Story · April 16, 2026

Stevan Porter for Congress files final report, says it is terminating as of April 7

Paperwork churn Confidence 4/5
★★☆☆☆Fuckup rating 2/5
Noticeable stumble Ranked from 1 to 5 stars based on the scale of the screwup and fallout.
Correction: Correction: Stevan Porter for Congress filed a final report on April 7, 2026, and said it is terminating as of that date.

A Federal Election Commission filing dated April 7 shows Stevan Porter for Congress submitting a final report and stating that the committee is terminating as of that date. The document is a routine closeout filing, not a disclosure of new spending, fundraising, or enforcement action.

The report covers activity from April 1 through April 7, 2026. On the filing itself, the committee identifies the report as a termination report, and the summary pages show no receipts, disbursements, debts, or cash on hand for the period reported. That makes the filing a paperwork endpoint: the committee is telling the FEC it is done, not expanding its political activity.

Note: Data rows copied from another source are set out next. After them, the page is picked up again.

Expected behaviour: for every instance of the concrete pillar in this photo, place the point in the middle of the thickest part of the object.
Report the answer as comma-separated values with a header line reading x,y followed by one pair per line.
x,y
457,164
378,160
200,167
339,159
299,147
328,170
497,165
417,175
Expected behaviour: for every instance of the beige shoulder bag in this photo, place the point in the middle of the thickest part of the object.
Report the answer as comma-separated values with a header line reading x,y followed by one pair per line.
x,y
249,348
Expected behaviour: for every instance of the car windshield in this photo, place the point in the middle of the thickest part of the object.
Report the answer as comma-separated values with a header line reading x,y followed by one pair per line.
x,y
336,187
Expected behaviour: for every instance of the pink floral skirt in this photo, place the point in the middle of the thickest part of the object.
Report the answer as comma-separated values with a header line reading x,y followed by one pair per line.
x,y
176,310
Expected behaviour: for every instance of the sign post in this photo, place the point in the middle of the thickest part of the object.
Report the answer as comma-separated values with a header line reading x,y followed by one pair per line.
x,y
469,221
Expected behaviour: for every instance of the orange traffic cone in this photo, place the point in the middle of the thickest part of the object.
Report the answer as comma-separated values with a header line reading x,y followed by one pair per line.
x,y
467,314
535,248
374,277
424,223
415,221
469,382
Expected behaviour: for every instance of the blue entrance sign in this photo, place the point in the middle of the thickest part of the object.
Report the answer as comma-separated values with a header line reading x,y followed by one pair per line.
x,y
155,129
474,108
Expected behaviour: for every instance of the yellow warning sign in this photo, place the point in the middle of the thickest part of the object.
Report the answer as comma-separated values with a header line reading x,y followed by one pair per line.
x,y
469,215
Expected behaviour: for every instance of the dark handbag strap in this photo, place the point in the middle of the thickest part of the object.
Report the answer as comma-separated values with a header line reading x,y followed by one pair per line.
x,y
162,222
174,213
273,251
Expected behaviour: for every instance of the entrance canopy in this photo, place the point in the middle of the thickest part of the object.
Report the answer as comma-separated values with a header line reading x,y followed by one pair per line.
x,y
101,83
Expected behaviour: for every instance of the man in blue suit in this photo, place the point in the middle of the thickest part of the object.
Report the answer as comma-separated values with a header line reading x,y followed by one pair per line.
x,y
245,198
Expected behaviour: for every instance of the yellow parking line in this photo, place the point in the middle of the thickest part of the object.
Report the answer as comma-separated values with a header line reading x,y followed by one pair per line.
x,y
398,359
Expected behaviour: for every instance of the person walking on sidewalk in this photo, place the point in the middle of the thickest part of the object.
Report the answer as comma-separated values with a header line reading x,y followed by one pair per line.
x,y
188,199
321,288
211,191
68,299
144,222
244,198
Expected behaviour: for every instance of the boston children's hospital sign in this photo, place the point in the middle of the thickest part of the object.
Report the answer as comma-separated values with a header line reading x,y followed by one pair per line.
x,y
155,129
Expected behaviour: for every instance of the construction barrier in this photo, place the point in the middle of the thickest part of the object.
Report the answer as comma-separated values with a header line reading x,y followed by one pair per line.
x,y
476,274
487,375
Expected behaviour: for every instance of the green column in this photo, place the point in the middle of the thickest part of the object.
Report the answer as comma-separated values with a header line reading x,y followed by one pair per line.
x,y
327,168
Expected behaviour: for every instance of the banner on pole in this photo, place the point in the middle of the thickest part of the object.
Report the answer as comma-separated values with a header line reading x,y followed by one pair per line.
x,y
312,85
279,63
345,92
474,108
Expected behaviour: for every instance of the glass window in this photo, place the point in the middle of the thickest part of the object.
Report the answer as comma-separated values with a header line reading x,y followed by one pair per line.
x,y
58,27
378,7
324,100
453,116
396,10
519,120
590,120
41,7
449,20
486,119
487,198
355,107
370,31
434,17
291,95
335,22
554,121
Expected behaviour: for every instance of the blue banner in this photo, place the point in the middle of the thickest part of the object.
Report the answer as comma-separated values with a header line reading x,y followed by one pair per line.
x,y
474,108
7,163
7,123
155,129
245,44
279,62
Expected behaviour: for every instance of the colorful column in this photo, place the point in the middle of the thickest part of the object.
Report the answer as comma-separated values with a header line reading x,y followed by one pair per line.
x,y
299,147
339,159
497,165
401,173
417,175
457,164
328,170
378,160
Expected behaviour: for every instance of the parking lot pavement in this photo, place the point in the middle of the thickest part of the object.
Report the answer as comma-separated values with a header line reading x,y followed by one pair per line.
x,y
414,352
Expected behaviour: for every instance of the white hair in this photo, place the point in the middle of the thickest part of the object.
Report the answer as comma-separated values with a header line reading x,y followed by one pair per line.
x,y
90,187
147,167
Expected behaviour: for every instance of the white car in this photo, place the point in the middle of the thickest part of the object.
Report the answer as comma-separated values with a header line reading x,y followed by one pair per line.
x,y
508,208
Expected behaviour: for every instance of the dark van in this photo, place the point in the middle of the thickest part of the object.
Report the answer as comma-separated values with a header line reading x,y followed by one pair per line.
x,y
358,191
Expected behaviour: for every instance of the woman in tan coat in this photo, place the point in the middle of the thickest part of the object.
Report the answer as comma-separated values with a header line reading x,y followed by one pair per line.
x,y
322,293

The timing matters only because it lands in the middle of the spring reporting cycle. The FEC’s April reporting reminder says authorized House and Senate committees must file quarterly reports by April 15, 2026, covering activity from January 1, or the day after the last report, through March 31. Against that backdrop, a termination filing on April 7 is simply one of the forms that can show up as committees wrap up operations before or around the deadline.

The paperwork itself does not suggest a broader scandal. It does, however, provide a clean public marker that Stevan Porter for Congress has entered the final administrative stage of shutdown. In campaign finance terms, that means the committee is closing out its account rather than continuing as an active filer. The public record can still change if the committee submits amendments or other follow-up forms, but the April 7 filing is the clearest statement in the file: terminate as of April 7, 2026.